Home / AI / Ollama / What is Hermes Agent and How Does It Work with Ollama?

What is Hermes Agent and How Does It Work with Ollama?

What is Hermes Agent and How Does It Work with Ollama?

Most AI assistants start fresh every time you open them. You explain your project, your preferences, your context — and then you do it again next session. Hermes Agent, built by Nous Research and now available through Ollama 0.21, takes a different approach. It learns from your conversations, builds on what it already knows about you, and improves its own capabilities over time. It’s one of the more genuinely different things to come out of the local AI space in a while.

What is Hermes Agent?

Hermes is a self-improving AI agent designed to run locally through Ollama.

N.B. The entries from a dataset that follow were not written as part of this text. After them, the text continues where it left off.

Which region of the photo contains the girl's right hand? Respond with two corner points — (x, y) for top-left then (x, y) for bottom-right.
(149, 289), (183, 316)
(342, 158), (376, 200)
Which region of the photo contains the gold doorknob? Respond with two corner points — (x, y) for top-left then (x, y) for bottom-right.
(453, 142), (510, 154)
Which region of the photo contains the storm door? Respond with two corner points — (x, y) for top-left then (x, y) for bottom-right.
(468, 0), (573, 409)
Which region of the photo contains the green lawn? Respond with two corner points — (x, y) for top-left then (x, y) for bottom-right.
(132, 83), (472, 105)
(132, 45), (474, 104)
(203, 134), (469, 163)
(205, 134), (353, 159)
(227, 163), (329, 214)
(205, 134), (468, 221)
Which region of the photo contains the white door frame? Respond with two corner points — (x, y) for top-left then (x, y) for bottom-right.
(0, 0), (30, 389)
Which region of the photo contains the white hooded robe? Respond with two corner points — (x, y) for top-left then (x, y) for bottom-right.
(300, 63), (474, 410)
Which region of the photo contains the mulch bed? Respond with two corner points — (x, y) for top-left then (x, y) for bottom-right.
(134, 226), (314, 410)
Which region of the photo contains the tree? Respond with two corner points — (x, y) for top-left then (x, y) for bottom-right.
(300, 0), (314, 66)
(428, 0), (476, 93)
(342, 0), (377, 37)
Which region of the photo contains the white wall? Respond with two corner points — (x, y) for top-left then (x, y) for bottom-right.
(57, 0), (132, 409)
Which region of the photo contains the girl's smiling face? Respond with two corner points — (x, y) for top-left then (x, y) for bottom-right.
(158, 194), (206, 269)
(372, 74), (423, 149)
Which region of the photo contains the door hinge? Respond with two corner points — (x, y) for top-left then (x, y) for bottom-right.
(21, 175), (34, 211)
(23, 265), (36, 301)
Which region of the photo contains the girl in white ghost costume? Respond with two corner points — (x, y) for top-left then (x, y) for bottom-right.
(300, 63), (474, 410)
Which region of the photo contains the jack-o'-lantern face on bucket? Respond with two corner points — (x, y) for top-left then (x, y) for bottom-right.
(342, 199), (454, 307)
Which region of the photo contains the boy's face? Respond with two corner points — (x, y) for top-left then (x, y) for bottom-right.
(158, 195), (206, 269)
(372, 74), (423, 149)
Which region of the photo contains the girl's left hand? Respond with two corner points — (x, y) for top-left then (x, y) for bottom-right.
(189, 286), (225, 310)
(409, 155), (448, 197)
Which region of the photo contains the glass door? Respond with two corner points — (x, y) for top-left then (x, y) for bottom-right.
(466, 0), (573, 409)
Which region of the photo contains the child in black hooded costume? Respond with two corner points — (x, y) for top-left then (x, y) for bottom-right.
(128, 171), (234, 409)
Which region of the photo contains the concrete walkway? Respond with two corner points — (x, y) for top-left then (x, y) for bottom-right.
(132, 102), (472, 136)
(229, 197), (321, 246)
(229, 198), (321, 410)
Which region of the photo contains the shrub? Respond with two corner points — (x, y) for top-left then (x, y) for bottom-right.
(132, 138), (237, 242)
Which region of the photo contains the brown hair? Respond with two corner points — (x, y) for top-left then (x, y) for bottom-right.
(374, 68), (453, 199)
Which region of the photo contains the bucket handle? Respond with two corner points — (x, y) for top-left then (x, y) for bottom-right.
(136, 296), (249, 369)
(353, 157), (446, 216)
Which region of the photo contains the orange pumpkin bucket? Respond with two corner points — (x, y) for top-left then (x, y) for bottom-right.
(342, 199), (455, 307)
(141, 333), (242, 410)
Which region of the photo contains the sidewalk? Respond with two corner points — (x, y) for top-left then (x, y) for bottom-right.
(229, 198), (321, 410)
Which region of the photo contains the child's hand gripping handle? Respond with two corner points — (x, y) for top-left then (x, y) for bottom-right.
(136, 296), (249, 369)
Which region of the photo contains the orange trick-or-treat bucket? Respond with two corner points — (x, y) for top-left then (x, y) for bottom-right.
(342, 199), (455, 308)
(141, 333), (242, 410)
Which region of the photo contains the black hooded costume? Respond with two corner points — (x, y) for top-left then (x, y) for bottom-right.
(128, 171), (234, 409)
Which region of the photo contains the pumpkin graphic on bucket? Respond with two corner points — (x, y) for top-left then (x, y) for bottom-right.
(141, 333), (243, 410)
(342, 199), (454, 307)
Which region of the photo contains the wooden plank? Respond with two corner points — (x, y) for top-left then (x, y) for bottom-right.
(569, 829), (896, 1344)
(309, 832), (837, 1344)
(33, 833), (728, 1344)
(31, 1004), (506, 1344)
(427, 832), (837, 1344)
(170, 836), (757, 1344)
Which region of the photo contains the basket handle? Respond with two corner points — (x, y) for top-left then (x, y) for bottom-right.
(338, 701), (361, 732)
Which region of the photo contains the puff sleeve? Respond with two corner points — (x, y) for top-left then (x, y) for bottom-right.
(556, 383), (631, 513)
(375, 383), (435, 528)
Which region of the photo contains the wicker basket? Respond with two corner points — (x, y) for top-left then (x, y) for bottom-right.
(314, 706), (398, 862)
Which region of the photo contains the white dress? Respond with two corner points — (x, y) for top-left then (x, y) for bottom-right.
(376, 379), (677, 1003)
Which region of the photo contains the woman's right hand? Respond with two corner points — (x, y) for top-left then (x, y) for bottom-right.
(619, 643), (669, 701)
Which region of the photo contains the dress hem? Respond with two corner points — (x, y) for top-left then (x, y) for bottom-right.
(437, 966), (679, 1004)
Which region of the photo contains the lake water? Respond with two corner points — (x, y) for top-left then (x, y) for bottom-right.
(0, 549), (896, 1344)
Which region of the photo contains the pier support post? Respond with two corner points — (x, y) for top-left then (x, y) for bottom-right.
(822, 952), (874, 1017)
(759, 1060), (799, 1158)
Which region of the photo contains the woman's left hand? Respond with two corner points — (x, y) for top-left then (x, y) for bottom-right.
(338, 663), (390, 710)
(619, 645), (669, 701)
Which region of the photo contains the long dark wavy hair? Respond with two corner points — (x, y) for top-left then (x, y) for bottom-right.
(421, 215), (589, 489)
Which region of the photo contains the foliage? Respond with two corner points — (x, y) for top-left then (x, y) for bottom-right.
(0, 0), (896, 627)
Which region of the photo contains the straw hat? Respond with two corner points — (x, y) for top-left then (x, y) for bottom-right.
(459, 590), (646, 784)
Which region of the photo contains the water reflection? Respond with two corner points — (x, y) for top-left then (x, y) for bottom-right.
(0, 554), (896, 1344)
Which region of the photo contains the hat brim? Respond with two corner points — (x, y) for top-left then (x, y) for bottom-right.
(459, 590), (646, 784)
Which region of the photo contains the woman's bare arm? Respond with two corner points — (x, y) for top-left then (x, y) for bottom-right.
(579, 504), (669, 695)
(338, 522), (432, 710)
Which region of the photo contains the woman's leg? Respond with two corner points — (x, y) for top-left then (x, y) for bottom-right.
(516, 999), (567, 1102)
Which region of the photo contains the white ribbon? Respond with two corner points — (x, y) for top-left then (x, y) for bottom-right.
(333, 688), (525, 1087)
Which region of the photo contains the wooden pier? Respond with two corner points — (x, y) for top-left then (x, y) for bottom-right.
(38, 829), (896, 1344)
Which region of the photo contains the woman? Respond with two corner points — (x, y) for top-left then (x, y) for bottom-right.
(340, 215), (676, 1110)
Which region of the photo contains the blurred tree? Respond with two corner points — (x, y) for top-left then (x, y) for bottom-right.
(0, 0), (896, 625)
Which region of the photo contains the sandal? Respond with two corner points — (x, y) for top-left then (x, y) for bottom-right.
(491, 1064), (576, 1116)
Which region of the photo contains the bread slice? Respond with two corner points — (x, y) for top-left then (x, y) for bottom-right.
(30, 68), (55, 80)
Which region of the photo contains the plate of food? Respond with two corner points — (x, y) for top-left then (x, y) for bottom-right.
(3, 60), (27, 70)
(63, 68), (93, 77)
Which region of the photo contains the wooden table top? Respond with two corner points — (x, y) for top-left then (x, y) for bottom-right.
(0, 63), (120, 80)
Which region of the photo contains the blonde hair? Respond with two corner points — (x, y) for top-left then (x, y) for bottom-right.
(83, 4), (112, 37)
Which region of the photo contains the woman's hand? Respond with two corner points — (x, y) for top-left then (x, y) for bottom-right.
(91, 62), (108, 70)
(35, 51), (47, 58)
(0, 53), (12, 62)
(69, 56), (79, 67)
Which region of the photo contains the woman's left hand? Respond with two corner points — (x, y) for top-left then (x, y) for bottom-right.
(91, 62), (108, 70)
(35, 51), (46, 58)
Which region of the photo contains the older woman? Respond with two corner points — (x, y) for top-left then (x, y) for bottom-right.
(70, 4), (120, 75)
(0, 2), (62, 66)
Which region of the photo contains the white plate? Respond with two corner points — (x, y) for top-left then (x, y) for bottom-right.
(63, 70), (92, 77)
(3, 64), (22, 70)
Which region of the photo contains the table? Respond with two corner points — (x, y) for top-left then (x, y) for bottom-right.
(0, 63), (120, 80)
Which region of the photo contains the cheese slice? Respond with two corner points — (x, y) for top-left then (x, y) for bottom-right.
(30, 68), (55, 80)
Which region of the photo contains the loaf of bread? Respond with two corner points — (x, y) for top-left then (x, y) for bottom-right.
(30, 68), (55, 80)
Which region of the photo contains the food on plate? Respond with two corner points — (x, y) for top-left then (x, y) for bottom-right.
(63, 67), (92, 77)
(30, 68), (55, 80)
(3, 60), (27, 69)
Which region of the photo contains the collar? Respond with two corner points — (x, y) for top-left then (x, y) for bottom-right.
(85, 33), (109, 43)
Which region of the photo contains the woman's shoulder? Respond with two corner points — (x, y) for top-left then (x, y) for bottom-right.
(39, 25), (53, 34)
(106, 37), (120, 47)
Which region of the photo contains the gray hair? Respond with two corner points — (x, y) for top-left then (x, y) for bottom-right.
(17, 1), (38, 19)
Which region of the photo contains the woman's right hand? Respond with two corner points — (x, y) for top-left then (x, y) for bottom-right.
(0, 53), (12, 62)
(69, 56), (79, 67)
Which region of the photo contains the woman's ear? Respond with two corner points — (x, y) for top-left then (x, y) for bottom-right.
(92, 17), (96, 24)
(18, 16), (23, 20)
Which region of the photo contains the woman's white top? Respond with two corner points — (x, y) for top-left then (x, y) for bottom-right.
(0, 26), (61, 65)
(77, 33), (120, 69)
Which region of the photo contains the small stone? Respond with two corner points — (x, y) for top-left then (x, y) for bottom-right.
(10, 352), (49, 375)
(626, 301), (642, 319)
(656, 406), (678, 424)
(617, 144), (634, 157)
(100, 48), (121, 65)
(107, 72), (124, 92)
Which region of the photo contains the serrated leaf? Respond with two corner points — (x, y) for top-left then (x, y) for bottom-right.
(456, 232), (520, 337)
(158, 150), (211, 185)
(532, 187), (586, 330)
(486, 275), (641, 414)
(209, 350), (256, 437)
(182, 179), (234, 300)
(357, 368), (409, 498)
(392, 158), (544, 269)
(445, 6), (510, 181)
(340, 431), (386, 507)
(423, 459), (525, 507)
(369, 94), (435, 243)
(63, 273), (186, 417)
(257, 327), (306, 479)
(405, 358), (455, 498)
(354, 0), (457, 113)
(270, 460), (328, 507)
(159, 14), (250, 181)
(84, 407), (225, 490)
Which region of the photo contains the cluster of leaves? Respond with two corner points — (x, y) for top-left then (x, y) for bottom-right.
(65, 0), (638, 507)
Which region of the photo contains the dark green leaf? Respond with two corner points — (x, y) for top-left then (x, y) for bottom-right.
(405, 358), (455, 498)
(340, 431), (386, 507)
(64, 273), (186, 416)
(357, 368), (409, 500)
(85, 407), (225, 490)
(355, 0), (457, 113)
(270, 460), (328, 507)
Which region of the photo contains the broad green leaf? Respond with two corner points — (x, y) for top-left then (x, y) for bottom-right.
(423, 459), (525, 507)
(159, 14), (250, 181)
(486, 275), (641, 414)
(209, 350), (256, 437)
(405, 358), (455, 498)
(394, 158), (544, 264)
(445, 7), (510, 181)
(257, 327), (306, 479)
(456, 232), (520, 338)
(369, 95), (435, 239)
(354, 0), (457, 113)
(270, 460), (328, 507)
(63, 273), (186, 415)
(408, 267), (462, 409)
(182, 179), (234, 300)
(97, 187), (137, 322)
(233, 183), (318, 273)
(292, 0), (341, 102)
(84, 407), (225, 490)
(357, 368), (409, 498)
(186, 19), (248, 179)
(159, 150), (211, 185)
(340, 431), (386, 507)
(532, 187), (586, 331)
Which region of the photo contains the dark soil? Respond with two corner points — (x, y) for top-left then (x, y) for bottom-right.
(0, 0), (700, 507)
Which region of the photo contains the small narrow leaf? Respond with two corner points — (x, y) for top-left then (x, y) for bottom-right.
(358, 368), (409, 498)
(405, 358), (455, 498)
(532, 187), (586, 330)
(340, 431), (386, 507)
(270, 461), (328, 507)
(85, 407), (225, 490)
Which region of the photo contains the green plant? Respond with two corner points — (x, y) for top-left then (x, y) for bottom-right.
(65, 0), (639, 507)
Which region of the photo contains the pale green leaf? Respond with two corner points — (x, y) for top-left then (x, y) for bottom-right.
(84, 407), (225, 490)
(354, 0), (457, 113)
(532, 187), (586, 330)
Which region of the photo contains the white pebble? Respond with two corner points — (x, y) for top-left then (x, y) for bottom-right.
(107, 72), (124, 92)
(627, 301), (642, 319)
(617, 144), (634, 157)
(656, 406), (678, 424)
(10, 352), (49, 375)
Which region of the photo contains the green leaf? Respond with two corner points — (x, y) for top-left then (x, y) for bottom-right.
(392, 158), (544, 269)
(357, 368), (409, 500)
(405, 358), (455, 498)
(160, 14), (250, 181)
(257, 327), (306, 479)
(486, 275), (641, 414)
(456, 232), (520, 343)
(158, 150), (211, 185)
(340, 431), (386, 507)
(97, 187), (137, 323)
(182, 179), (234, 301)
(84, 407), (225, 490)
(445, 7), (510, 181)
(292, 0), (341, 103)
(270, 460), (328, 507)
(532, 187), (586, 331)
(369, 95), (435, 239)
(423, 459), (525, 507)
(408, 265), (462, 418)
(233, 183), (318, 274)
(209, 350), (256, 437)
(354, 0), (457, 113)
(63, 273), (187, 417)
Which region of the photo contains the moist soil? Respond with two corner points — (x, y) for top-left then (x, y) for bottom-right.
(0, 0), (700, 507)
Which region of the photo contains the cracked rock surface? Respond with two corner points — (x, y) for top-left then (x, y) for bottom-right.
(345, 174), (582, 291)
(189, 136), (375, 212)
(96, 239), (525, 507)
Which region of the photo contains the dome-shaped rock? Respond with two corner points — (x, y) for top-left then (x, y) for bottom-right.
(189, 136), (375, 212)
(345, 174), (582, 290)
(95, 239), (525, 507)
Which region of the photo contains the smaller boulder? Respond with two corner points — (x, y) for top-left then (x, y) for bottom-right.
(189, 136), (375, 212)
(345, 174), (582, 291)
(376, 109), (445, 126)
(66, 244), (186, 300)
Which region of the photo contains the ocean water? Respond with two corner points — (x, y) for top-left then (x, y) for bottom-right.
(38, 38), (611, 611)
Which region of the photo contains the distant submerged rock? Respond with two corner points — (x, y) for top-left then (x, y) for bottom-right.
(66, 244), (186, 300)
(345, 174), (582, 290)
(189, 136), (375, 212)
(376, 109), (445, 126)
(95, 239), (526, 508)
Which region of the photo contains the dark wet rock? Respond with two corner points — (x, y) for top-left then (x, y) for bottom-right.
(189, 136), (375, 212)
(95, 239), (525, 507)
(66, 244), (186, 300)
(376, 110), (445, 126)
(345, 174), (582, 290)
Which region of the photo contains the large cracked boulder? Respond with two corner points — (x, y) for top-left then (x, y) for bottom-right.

The “self-improving” part isn’t marketing language — it refers to a specific set of behaviours that distinguish it from a standard chat model:

  • It creates skills from experience — when Hermes successfully completes a task, it can store that approach as a reusable skill, so next time it faces a similar problem it draws on what worked rather than starting from scratch
  • It improves skills during use — if a skill doesn’t work perfectly, Hermes refines it rather than simply failing or giving a different answer
  • It maintains memory across sessions — Hermes builds a model of who you are over time: your preferences, your working style, your projects. This persists between conversations, so it doesn’t ask you the same questions repeatedly
  • It searches its own past conversations — rather than forgetting everything when a session ends, Hermes can retrieve relevant context from previous sessions when it’s useful

How is this different from a normal chatbot?

The easiest way to understand the difference is to think about what happens after a few weeks of use. With a standard chat model — whether that’s a local Ollama model or a cloud tool like ChatGPT — each session is independent. The model has no record of what you discussed yesterday, what tasks you work on regularly, or how you prefer things done.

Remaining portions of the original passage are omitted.